Abstract. This paper presents a novel framework for retrieving the vertical raindrop size distribution (DSD) and vertical wind profiles during light rain events. This is also intended as a tool to better characterize rainfall microphysical processes. It consists in coupling K band Doppler spectra and ground disdrometer measurements (raindrop fluxes) in a 2-D numerical model propagating the DSD from the clouds to the ground level. The coupling is done via a 4-D-VAR data assimilation algorithm. As a first step, in this paper, the dynamical model and the geometry of the problem are quite simple. They do not allow the complexity implied by all rain microphysical processes to be encompassed (evaporation, coalescence breakup and horizontal air motion are not taken into account). In the end, the model is limited to the fall of droplets under gravity, modulated by the effects of vertical winds. The framework is thus illustrated with light, stratiform rain events.

We firstly use simulated data sets (data assimilation twin experiment) to show that the algorithm is able to retrieve the DSD profiles and vertical winds. It also demonstrates the ability of the algorithm to deal with the atmospheric turbulence (broadening of the Doppler spectra) and the instrumental noise. The method is then applied to a real case study which was conducted in the southwest of France during the autumn 2013. The data set collected during a long, quiet event (6 h duration, rain rate between 2 and 7 mm h−1) comes from an optical disdrometer and a 24 GHz vertically pointing Doppler radar. We show that the algorithm is able to reproduce the observations and retrieve realistic DSD and vertical wind profiles, when compared to what could be expected for such a rain event.

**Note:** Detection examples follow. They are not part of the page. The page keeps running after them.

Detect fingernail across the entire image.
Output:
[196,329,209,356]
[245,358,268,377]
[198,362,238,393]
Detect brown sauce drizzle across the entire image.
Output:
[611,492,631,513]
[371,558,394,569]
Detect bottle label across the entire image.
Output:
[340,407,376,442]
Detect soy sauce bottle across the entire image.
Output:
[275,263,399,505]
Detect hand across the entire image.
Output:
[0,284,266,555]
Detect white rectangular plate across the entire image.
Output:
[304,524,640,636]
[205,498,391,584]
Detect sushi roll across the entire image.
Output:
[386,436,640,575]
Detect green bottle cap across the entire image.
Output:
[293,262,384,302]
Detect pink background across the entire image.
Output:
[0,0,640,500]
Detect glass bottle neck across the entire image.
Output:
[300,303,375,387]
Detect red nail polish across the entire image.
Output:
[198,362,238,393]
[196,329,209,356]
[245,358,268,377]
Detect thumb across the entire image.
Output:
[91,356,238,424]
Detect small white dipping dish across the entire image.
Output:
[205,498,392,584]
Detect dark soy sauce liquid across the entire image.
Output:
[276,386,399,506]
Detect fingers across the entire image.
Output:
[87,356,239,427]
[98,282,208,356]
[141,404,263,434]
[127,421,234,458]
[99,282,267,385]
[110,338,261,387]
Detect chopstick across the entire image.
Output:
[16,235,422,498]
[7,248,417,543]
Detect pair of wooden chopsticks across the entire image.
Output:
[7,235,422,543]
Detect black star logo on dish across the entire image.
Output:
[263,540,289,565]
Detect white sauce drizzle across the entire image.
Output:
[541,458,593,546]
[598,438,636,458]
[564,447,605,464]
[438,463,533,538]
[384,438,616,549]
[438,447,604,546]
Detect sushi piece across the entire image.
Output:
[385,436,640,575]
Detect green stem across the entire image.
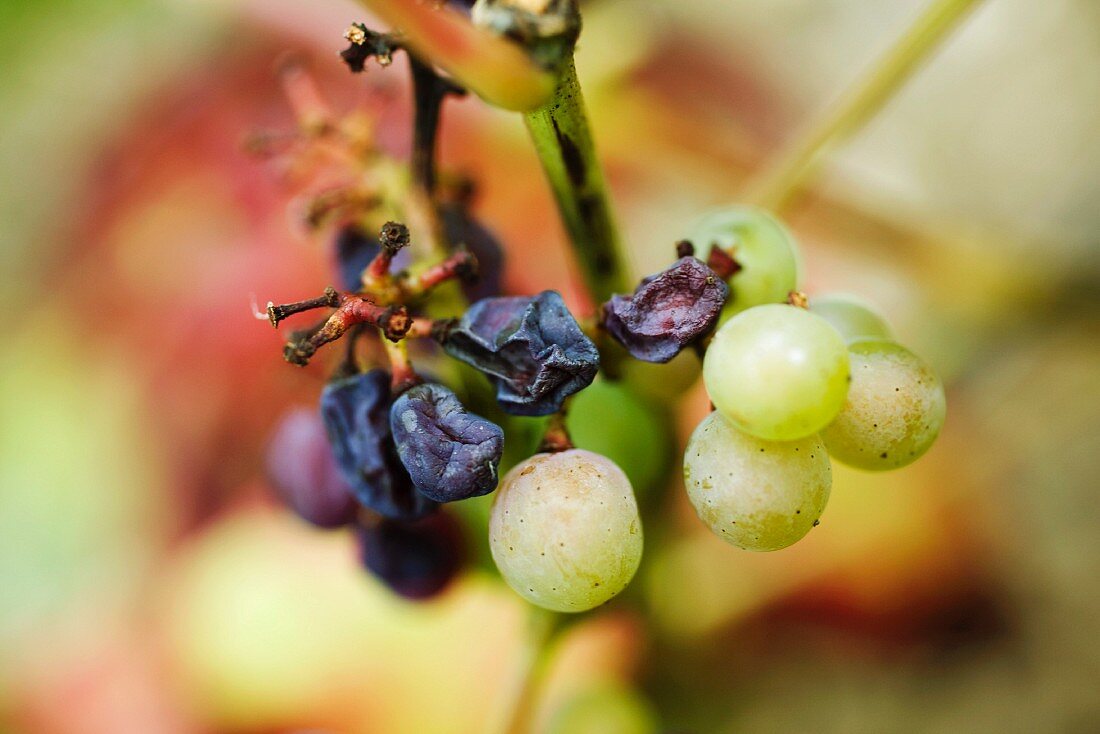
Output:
[486,606,562,734]
[745,0,981,210]
[524,58,630,304]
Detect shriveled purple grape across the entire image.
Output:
[442,291,600,416]
[321,370,436,519]
[389,383,504,502]
[267,408,359,527]
[336,224,382,293]
[440,202,504,300]
[358,513,464,599]
[604,258,729,362]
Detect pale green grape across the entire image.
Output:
[546,683,659,734]
[822,341,947,470]
[810,293,894,344]
[565,376,668,505]
[488,449,641,612]
[688,206,802,320]
[703,304,848,441]
[684,413,833,550]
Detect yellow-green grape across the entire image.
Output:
[810,293,894,344]
[688,206,802,320]
[565,378,675,504]
[703,304,848,441]
[822,341,947,470]
[684,413,833,550]
[546,683,659,734]
[488,449,641,612]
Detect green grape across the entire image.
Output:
[567,377,675,497]
[703,304,848,441]
[810,293,894,344]
[688,206,802,320]
[822,341,947,470]
[488,449,641,612]
[684,413,833,550]
[546,683,659,734]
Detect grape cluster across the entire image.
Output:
[257,24,945,612]
[684,207,945,550]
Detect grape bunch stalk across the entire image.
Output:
[254,0,961,730]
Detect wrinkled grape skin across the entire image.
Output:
[703,305,848,441]
[822,341,947,471]
[488,449,642,612]
[389,383,504,502]
[810,294,894,344]
[267,408,359,528]
[604,258,729,363]
[684,413,833,550]
[443,291,600,416]
[358,512,464,600]
[321,370,437,519]
[688,206,802,321]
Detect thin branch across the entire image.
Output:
[745,0,981,210]
[359,0,553,110]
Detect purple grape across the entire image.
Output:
[604,258,729,362]
[358,513,464,599]
[442,291,600,416]
[389,383,504,502]
[336,224,382,293]
[440,202,504,300]
[321,370,436,519]
[267,408,359,527]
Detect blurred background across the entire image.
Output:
[0,0,1100,734]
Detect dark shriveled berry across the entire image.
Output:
[267,408,359,527]
[389,383,504,502]
[321,370,436,519]
[358,513,464,599]
[441,291,600,416]
[604,258,729,362]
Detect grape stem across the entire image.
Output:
[539,407,574,453]
[486,605,563,734]
[745,0,981,211]
[524,56,630,304]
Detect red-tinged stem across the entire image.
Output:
[405,316,437,339]
[267,285,340,329]
[359,0,554,110]
[382,341,422,395]
[402,251,477,298]
[283,295,413,365]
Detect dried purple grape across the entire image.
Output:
[389,383,504,502]
[321,370,436,519]
[440,202,504,300]
[359,513,464,599]
[336,224,382,293]
[267,408,359,527]
[604,258,729,362]
[442,291,600,416]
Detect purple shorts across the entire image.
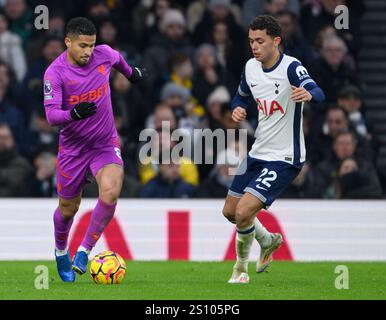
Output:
[56,142,123,199]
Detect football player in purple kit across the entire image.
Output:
[44,17,147,282]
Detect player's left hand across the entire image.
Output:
[129,67,148,83]
[290,86,312,102]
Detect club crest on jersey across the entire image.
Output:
[275,82,280,94]
[256,98,284,116]
[44,80,52,94]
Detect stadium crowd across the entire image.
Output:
[0,0,385,199]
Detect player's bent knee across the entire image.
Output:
[99,187,121,204]
[222,206,236,223]
[235,206,253,228]
[59,202,80,219]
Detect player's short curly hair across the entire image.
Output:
[66,17,96,37]
[249,15,281,38]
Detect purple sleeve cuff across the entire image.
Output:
[45,106,74,126]
[114,55,133,78]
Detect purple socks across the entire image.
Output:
[81,199,117,251]
[54,208,74,250]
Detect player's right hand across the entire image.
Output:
[70,102,96,120]
[232,107,247,123]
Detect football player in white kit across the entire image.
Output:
[223,15,324,283]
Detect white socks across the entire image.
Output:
[253,218,272,248]
[234,225,255,273]
[55,248,68,257]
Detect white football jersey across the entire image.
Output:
[238,54,315,165]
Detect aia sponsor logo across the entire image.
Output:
[256,98,284,116]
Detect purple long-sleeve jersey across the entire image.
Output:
[44,45,132,155]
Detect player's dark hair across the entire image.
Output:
[249,15,281,38]
[66,17,96,37]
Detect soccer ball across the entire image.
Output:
[90,251,126,284]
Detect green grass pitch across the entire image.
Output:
[0,261,386,300]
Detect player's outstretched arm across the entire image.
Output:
[111,46,148,83]
[231,69,252,123]
[70,102,97,121]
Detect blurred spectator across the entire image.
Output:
[144,9,192,103]
[206,86,231,130]
[0,123,32,197]
[97,17,142,65]
[326,158,382,199]
[193,44,237,104]
[23,37,64,122]
[139,104,199,186]
[299,0,361,59]
[28,107,59,158]
[26,10,66,65]
[210,22,244,79]
[315,132,380,197]
[138,152,195,198]
[0,62,28,155]
[308,107,374,163]
[309,36,360,103]
[161,82,202,133]
[193,0,245,47]
[337,86,370,139]
[30,149,57,197]
[87,0,110,25]
[195,149,239,199]
[0,11,27,82]
[4,0,33,48]
[276,10,315,69]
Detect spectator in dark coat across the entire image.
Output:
[276,10,315,69]
[326,158,382,199]
[299,0,362,58]
[309,36,360,104]
[0,62,29,155]
[139,154,195,198]
[307,107,374,164]
[144,9,193,105]
[193,0,245,48]
[0,123,32,197]
[315,132,381,197]
[192,44,237,105]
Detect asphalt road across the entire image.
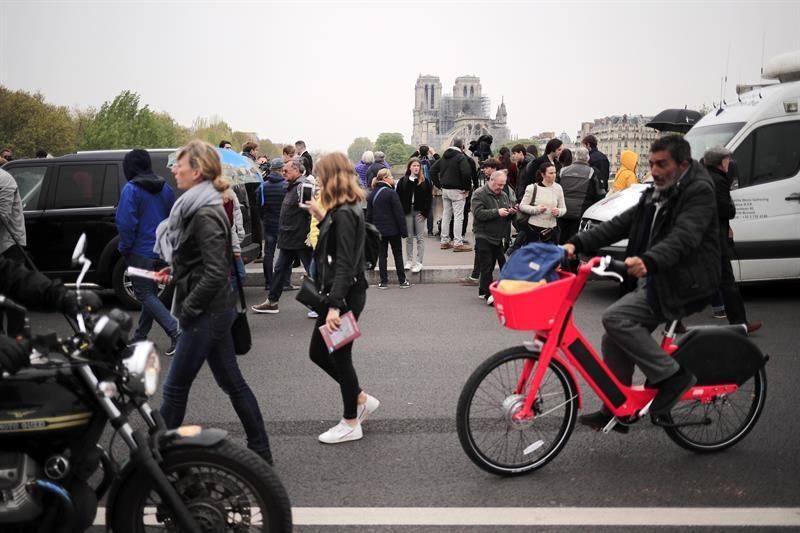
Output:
[25,276,800,532]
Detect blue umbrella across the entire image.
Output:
[167,148,263,184]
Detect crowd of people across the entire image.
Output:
[0,129,761,464]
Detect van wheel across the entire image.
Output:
[111,257,173,311]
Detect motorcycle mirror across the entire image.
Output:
[72,233,86,266]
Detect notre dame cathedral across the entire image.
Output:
[411,75,511,151]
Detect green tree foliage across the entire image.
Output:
[347,137,375,163]
[80,91,182,150]
[384,144,415,165]
[375,132,415,165]
[0,85,76,158]
[375,132,404,153]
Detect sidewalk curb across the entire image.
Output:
[244,265,499,287]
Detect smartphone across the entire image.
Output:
[299,183,314,204]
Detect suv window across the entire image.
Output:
[733,121,800,187]
[8,167,47,210]
[53,164,118,209]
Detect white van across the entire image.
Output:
[581,51,800,281]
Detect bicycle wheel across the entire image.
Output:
[456,346,578,476]
[664,368,767,453]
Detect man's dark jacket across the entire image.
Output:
[472,185,513,244]
[172,205,233,320]
[394,176,433,217]
[256,172,286,237]
[515,154,539,198]
[300,150,314,176]
[0,255,65,310]
[706,166,736,245]
[367,181,408,239]
[431,146,473,191]
[559,161,604,220]
[278,177,311,250]
[569,161,721,320]
[589,148,611,190]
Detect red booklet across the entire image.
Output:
[319,311,361,353]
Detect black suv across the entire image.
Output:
[3,149,259,309]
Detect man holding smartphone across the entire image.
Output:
[250,157,313,314]
[472,170,517,305]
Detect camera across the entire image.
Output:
[297,183,314,204]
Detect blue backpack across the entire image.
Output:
[500,242,564,281]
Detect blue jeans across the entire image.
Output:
[262,231,278,291]
[125,254,178,341]
[161,308,269,452]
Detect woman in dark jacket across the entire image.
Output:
[367,168,411,289]
[155,140,272,464]
[397,157,433,273]
[306,153,380,444]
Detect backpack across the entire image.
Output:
[364,221,381,270]
[419,157,431,182]
[500,242,564,281]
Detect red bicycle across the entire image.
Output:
[456,257,768,476]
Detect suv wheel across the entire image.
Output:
[111,257,172,311]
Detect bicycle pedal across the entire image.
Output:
[636,398,655,418]
[600,417,619,435]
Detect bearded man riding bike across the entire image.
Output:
[0,256,102,375]
[564,135,720,433]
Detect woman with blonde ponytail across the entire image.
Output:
[155,140,272,464]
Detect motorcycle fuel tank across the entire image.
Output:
[0,371,93,442]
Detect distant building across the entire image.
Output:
[411,76,511,151]
[575,115,661,178]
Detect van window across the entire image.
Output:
[8,167,47,211]
[733,121,800,187]
[53,165,106,209]
[685,122,744,160]
[102,165,119,207]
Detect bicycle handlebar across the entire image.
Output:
[591,255,628,283]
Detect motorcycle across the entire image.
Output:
[0,235,292,533]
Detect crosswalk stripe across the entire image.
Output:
[94,507,800,527]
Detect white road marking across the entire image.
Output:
[94,507,800,527]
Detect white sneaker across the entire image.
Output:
[319,420,364,444]
[358,394,381,422]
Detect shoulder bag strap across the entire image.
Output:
[231,255,247,310]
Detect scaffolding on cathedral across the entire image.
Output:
[438,94,491,132]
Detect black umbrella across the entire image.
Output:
[645,109,703,133]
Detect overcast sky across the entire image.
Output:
[0,0,800,150]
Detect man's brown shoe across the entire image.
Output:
[746,320,764,335]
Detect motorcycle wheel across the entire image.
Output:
[110,441,292,533]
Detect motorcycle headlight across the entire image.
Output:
[122,341,161,396]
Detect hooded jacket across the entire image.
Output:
[397,176,433,217]
[367,181,408,239]
[560,161,604,220]
[278,176,311,250]
[116,172,175,259]
[614,150,639,192]
[431,146,473,191]
[256,172,286,237]
[471,184,514,244]
[569,161,721,320]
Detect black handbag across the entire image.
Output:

A goal for this study is to apply it to extended data sets for a validation with independent data, which could not be done with our limited 2013 data. Other data sets would also help to parameterize more processes needed in the model (evaporation, coalescence/breakup) to apply the algorithm to convective rain and to evaluate the adequacy of the model's parameterization.

Short summary
The aim of this study is to retrieve vertical profiles of raindrop size distributions and vertical winds from radar and ground measurements. This is crucial to understand the phenomena acting on the raindrops at small scale during their fall and then to be able to merge measurements of rain at different heights and scales (from radar, rain gauges, satellites etc.). It could also help to improve the treatment of radar data and to better parameterize rain in numerical weather prediction models.